I want to save and load a CNN model to further training. I have developed a model and saved it as .h5
file. There is no problem when creating, training, and saving at first run.
The problem exists when loading an existing .h5
model and attempting to train it. The following code describes the implementation and issue.
import os.path
import tensorflow as tf
# Enable eager execution
tf.compat.v1.enable_eager_execution()
... # removed for readibility
def train_model(model_name:str, model_handler: TensorModel, visualiser: Visualiser, logger: Logger, x_train, y_train, x_test, y_test, batch_size) -> tuple:
logger.info(f"Eager enabled: {tf.executing_eagerly()}")
# Check to see if the model has already been trained
if USE_EXISTING_MODELS and os.path.exists(f"models/{model_name}.h5"):
model = model = tf.keras.models.load_model(f"models/{model_name}.h5")
(x_train, y_train), (x_test, y_test) = model_handler.load_data()
else:
if model_name == "base_model":
model = model_handler.create_cnn()
else:
model = model_handler.create_cnn(batch_normalisation=True)
history = model.fit(x_train, y_train, epochs=NUM_EPOCHS, batch_size=batch_size, validation_data=(x_test, y_test))

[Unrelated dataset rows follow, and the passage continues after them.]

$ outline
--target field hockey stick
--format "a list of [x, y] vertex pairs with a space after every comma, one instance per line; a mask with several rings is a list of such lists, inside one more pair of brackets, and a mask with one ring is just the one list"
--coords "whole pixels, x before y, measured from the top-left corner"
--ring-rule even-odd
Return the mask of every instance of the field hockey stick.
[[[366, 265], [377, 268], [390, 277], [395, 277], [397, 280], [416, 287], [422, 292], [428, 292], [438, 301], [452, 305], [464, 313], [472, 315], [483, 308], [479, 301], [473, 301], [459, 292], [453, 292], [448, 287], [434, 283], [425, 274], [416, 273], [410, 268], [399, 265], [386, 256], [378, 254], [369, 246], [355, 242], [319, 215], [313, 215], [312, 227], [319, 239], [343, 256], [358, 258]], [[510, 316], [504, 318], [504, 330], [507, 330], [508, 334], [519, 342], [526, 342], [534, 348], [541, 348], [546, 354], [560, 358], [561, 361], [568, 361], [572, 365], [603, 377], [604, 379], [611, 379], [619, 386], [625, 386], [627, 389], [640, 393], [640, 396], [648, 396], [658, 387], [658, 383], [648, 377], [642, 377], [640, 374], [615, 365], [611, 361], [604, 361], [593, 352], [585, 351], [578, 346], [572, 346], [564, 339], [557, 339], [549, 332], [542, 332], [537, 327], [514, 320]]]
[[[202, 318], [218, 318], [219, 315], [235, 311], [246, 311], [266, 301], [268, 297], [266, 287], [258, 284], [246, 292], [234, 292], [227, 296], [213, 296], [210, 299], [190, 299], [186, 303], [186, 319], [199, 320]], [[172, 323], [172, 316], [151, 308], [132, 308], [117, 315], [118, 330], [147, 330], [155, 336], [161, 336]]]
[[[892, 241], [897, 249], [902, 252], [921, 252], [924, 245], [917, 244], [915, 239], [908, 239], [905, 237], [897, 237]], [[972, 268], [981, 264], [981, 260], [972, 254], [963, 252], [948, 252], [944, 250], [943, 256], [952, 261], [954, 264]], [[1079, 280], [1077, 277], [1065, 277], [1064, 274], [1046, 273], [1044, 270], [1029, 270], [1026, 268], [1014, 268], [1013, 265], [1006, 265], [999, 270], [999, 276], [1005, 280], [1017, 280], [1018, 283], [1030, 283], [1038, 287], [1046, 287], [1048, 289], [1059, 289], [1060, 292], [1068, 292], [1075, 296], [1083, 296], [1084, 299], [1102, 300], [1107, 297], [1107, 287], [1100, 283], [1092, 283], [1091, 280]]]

test_loss, test_acc = model.evaluate(x_test, y_test)
model.save(f"models/{model_name}.h5")
logger.info(f"Model accuracy: {test_acc * 100:.2f}%")
visualiser.plot_training_history(history, model_name)
return (model, model_name), (test_acc)
The following is the error produced.
File "/home/arief/development/Machine_Learning/Machine-Learning-Real-Time-Object-Classification/Train.py", line 40, in train_model
history = model.fit(x_train, y_train, epochs=NUM_EPOCHS, batch_size=batch_size, validation_data=(x_test, y_test))
^^^^^^^^^^^^^^^^^^^^^^^^^^^^^^^^^^^^^^^^^^^^^^^^^^^^^^^^^^^^^^^^^^^^^^^^^^^^^^^^^^^^^^^^^^^^^^^^^^^^^^^
File "/home/arief/development/Machine_Learning/Machine-Learning-Real-Time-Object-Classification/.venv/lib/python3.12/site-packages/keras/src/utils/traceback_utils.py", line 122, in error_handler
raise e.with_traceback(filtered_tb) from None
File "/home/arief/development/Machine_Learning/Machine-Learning-Real-Time-Object-Classification/.venv/lib/python3.12/site-packages/keras/src/backend/tensorflow/core.py", line 155, in convert_to_numpy
return np.array(x)
^^^^^^^^^^^
NotImplementedError: numpy() is only available when eager execution is enabled.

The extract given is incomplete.